Nohad Toulan put his stamp on the College of Urban and Public Affairs, Portland State University, the city of Portland, and many other cities, from Cairo to Makkah (also known as Mecca). A patient and long-term thinker, he was part of every important conversation about the future directions for Portland and the region. He exemplified what Aristotle called phronesis, or practical wisdom.
Born in Cairo, Egypt, on December 13, 1931, Toulan grew up in Alexandria and received a degree in architecture from the University of Cairo in 1954. He first came to the United States in 1957 to study at the University of California, Berkeley, where he received a Master of City Planning degree in 1959, and at the University of Pennsylvania, where he received a Ph.D. in 1965. He was the first planning director for the Greater Cairo Region, holding that position from 1965 until 1969, when he returned to the United States to take a faculty position in architecture and urban planning at Columbia University.

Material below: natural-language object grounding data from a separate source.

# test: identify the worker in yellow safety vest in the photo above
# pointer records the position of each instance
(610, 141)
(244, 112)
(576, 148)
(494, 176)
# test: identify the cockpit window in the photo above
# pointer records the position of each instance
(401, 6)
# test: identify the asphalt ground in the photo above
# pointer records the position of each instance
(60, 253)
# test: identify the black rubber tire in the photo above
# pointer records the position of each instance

In 1972, Toulan joined the faculty at Portland State University, where he would teach until retirement in 2004. He and his wife Dirce, an architect and planner from Argentina whom he had met at the University of Pennsylvania, wanted to raise their two children in a city like Portland rather than New York, and he relished the challenge of bringing coherence to a disparate collection of urban studies activities. Starting with a small core of research institutes and instructional programs, he worked over three decades to bring together a College of Urban and Public Affairs (CUPA) that now includes the Toulan School of Urban Studies and Planning and the Hatfield School of Government. Dirce’s constant partnership is recognized in the Dirce Moroni de Toulan Library in the Urban Center.
While building CUPA as an institution, he also worked to find suitable space for the college, putting together multiple funding sources to build the Urban Center and Plaza (2000), which has been a pivot point in the development of the larger University District. The City of Portland had undertaken a Central City Plan in the mid-1980s, and Toulan secured the inclusion of a single point among the dozens of action items: “Create a University District which fosters Portland State University’s growth,” an action that opened up opportunities for the university to grow and develop in partnership with the city.
Toulan always looked for ways to build on Portland State’s advantages—its location, its diverse population of nontraditional students, and its ability to attract faculty interested in building community connections—to make it a pioneer in community-based education. An early example was the Vital Partners compact among the City of Portland, Multnomah County, and Portland State involving research and support for graduate students. One report resulted in the decision that the county would stop providing municipal services and that Portland and the City of Gresham to the east would annex what had previously been unincorporated suburban neighborhoods, thus shaping the political landscape of the twenty-first century.
In 1990, Portland State faced a crisis when the Governor’s Commission on Higher Education floated a proposal to dismantle the university, giving the parts that generated outside funding to Oregon State University in Corvallis, the University of Oregon in Eugene, and Oregon Health and Science University in Portland and leaving the remnants for what would be a truncated and impoverished Portland State. Toulan helped PSU President Judith Ramaley create a strategy to keep the university intact and growing. He pointed out provisions in the federal Higher Education Act that sketched the outlines for a new type of institution to be known as an urban research university, on a rough analogy with the land grant universities that had such fruitful relations with the nation’s agricultural and resource economy. With his help, Portland State crafted a compelling identity as an urban university whose research and teaching serves the metropolitan community. It is now a national model for the engaged university.
Toulan was a city planner by profession and a long-range thinker by temperament. In addition to having leading roles in national professional organizations, he was involved in every important land use and planning discussion in the Portland region from the mid-1970s until his death in 2013, serving on innumerable committees, advisory boards, and boards of nonprofit organizations. He served on the committee that drafted the first Urban Growth Boundary for the Portland region, a potentially explosive process that found broad consensus. He also maintained an active consulting practice in the Middle East and Africa, often working with the United Nations Development Program. His work helped shape cities in Lebanon, Jordan, Dubai, Abu Dhabi, Turkmenistan, Bahrain, Egypt, and Saudi Arabia, where in 1984–1985 he directed the regional master plan for the Holy City of Makkah. Through his direct work and that of his many students, he had an impact on urban development in the Arab world.
Nohad Toulan and Dirce Moroni de Toulan died in an automobile crash on October 28, 2013, while vacationing in Uruguay.